It’s Christmas morning, and I plan to enjoy the holiday later with my loved ones. But first I have a date with a different “family”—those attending the Holiday Dinner at the
Madison Senior Center. I’m sort of dessert, providing 45 minutes of song before Bingo, which might just be the biggest draw of all. Donations are encouraged, but I can tell from playing here last year that some of the diners at this hall in the heart of the city have no more in their pockets than in their stomachs. One man wore a bathrobe over his street clothes, evidently layering every stitch he owned trying to keep warm. It reminded me that the Christmas tradition started not at Macy’s or even a thermostat-controlled church, but in a feeding trough in a barn.
I’m guessing that most of the people attending today’s luncheon have nowhere else to go for the holidays, or they’d be there. I play a lot of senior gigs this time of
year, and see a lot of lonely-looking people. I try to rekindle happy memories and help them smile and feel connected with a world that has largely passed them by.
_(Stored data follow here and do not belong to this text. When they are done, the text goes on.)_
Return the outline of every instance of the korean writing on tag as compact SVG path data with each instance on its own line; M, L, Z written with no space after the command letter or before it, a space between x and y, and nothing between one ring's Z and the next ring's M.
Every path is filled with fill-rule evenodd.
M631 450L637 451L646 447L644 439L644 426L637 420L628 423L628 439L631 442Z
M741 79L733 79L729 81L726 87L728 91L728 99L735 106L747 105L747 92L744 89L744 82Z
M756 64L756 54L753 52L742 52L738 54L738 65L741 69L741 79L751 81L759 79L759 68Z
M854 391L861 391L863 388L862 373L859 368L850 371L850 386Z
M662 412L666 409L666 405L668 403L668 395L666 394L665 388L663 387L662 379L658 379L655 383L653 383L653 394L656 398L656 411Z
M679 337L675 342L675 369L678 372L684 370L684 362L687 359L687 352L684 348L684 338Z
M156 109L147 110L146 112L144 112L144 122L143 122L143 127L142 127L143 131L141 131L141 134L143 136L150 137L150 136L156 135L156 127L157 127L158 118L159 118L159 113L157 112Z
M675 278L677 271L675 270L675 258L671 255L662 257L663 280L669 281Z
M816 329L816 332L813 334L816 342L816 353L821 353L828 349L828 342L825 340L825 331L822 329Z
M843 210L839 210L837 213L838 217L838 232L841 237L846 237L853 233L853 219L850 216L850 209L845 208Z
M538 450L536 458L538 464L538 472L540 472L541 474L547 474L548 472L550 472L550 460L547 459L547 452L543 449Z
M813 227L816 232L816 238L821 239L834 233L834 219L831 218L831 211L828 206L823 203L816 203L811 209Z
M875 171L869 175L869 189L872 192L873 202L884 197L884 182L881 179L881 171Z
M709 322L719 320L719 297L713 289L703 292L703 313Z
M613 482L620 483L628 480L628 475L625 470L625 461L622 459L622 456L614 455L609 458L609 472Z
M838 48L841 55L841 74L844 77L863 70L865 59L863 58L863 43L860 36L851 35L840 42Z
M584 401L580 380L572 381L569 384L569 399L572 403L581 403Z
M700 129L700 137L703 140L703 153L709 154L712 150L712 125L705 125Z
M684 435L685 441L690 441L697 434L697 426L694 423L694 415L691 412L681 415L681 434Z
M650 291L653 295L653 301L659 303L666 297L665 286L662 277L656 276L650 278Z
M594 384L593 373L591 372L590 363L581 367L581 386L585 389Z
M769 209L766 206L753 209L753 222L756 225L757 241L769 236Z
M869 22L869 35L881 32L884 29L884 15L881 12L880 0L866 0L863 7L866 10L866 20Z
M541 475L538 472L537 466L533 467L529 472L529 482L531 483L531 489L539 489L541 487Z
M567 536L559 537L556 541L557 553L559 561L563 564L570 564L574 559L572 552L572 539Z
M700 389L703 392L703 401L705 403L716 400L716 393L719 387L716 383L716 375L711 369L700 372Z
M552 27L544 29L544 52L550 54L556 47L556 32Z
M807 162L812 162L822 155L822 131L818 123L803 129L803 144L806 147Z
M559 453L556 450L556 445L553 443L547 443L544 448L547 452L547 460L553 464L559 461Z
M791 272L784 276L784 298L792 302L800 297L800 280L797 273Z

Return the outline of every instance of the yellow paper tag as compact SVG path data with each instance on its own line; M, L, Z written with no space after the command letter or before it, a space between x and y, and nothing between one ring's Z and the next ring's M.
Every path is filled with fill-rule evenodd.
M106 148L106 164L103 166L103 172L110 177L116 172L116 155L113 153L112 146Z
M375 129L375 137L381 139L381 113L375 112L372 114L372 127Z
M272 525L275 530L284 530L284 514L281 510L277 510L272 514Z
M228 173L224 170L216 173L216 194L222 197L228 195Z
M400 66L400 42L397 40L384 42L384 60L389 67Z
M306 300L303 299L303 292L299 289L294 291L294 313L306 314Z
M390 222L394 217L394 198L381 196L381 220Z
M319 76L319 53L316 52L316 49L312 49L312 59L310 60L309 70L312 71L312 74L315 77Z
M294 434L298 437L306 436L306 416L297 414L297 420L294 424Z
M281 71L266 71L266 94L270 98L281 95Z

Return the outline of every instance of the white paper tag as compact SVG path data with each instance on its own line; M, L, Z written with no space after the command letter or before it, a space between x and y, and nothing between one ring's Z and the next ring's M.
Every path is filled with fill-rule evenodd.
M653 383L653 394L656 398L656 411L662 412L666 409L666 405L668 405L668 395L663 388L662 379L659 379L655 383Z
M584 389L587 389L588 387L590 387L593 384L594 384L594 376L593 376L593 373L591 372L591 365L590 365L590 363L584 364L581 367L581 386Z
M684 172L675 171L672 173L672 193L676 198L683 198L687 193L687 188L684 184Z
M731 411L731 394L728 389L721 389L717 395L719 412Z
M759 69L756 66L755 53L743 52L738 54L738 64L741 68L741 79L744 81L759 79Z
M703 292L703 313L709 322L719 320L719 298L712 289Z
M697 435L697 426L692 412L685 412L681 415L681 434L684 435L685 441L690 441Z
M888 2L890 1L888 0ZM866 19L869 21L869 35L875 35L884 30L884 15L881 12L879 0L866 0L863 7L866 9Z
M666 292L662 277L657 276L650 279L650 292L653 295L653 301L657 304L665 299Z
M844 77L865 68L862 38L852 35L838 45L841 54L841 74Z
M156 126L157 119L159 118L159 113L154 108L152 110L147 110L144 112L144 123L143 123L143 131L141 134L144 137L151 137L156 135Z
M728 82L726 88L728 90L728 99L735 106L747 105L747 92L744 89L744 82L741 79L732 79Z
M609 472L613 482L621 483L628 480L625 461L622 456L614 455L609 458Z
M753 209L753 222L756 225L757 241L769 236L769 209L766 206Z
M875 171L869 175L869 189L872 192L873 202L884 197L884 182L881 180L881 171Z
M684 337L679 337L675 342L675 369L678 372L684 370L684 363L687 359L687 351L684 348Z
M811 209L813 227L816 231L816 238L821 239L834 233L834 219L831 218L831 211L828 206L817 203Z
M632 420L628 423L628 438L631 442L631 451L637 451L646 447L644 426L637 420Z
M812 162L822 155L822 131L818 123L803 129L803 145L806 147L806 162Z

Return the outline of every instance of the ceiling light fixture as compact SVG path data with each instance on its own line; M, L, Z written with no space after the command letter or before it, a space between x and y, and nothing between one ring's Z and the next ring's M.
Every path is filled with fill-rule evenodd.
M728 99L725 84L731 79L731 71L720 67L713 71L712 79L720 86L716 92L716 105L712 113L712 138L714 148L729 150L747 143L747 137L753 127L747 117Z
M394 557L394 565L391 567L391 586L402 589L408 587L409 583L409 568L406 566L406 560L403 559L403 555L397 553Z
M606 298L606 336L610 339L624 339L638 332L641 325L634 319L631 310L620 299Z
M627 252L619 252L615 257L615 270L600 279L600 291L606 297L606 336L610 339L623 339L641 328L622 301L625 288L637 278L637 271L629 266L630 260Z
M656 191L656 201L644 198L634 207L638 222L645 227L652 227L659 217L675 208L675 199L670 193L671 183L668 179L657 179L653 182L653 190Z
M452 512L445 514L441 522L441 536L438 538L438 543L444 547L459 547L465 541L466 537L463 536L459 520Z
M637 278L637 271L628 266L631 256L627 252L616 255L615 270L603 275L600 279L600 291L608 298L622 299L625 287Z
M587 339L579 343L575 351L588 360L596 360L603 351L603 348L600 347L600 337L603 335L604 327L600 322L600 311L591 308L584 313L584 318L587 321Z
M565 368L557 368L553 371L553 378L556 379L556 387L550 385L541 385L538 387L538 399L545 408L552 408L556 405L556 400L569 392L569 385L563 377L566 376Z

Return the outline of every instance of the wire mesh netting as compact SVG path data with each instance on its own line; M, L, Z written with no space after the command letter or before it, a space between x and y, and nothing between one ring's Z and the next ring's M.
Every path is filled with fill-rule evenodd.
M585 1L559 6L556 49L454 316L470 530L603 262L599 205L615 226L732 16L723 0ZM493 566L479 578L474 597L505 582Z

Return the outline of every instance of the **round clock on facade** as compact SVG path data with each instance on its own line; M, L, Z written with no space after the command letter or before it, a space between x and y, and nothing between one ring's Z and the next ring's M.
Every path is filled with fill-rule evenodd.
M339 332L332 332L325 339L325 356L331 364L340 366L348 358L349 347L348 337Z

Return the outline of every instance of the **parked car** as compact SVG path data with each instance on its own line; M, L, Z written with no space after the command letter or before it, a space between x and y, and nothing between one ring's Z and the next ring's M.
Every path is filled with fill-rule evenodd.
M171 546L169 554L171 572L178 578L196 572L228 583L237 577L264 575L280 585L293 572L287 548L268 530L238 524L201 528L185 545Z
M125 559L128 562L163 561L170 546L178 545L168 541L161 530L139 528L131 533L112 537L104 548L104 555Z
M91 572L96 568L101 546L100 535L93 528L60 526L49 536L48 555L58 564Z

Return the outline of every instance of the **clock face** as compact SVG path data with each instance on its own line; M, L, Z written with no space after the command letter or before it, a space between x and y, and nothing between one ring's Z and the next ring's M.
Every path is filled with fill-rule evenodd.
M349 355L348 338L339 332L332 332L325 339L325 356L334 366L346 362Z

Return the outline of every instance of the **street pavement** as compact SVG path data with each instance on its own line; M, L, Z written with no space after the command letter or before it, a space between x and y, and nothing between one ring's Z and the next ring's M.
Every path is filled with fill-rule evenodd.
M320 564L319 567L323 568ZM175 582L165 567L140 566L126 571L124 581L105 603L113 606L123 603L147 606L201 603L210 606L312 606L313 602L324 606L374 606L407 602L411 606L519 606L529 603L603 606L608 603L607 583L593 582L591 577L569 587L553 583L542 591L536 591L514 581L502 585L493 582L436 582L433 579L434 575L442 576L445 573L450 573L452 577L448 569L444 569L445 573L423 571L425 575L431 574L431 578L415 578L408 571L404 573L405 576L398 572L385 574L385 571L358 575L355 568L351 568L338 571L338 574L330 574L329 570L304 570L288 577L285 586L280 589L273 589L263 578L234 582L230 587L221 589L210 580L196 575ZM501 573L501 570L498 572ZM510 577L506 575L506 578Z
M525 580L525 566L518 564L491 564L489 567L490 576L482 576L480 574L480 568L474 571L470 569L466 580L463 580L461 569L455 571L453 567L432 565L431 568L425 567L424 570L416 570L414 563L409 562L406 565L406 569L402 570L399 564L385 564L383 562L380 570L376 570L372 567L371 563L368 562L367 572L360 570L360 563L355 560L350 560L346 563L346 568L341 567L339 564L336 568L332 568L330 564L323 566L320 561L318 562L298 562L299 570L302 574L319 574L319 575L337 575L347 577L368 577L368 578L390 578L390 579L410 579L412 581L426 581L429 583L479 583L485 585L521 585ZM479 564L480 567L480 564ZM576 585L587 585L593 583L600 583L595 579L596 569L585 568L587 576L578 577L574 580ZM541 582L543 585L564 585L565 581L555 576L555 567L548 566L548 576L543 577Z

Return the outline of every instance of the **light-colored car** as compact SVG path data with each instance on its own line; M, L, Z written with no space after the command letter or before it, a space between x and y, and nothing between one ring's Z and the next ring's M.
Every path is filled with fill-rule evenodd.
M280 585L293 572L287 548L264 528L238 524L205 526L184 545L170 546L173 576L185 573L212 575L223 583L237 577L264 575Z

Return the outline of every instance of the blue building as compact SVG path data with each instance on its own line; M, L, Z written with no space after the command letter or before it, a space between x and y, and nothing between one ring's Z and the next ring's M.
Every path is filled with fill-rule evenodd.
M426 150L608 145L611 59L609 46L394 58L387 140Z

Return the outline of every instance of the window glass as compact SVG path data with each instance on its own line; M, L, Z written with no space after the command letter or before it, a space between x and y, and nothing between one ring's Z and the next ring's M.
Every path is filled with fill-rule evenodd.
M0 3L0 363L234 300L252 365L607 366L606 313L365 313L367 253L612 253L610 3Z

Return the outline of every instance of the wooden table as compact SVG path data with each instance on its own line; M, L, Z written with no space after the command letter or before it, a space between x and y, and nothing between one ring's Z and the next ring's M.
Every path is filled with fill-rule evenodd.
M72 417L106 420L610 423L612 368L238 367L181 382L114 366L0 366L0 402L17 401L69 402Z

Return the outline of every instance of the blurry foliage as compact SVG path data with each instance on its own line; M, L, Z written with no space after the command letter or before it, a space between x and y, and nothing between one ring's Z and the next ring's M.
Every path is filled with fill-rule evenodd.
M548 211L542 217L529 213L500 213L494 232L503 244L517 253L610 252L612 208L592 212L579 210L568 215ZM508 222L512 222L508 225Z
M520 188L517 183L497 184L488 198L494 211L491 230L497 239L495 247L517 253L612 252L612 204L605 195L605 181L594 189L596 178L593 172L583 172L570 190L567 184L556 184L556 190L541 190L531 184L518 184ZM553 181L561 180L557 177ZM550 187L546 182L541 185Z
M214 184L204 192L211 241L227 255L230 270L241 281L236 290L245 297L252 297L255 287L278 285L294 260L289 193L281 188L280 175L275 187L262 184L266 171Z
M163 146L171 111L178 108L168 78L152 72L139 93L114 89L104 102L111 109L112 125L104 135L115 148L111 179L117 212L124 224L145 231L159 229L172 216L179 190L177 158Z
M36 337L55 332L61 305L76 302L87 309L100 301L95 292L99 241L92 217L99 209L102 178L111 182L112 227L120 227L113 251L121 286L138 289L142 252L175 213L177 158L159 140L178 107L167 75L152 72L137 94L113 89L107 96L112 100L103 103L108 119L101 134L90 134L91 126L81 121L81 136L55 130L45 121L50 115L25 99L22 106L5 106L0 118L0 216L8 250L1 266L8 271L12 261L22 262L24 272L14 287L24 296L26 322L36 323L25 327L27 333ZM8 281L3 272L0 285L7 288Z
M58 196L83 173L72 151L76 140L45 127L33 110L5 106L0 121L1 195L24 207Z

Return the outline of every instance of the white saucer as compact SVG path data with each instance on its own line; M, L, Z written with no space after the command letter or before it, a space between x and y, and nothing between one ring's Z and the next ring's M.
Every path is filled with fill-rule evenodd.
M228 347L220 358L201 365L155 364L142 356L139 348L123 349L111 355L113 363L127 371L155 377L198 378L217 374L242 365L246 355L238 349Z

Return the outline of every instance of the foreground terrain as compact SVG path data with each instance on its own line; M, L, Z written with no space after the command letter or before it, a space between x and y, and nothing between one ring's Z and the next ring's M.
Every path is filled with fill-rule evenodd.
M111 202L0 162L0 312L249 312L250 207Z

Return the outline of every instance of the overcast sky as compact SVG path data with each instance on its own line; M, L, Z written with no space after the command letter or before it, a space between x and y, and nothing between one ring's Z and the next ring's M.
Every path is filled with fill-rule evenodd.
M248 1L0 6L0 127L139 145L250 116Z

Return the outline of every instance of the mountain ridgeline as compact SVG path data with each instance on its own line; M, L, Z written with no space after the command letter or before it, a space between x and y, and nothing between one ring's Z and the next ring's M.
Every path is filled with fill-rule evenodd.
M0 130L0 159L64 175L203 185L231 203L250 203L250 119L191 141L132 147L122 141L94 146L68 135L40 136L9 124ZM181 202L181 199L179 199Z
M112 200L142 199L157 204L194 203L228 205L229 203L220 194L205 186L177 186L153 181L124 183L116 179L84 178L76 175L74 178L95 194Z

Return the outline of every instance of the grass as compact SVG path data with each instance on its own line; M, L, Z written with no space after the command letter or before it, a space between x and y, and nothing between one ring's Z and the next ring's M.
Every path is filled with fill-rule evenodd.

While I enjoy raising glasses with family and friends, watching the grandkids rip open packages and especially eating too much of my wife’s fabulous Christmas dinners, nothing moves me more than singing “Silent Night” with folks who might have first learned it during the Great Depression.
Like I tell them at the end of a show, I’d like to wish you a Happy Hanukah, a Joyous Quanza, a Rocking Ramadan and a Very Merry Christmas!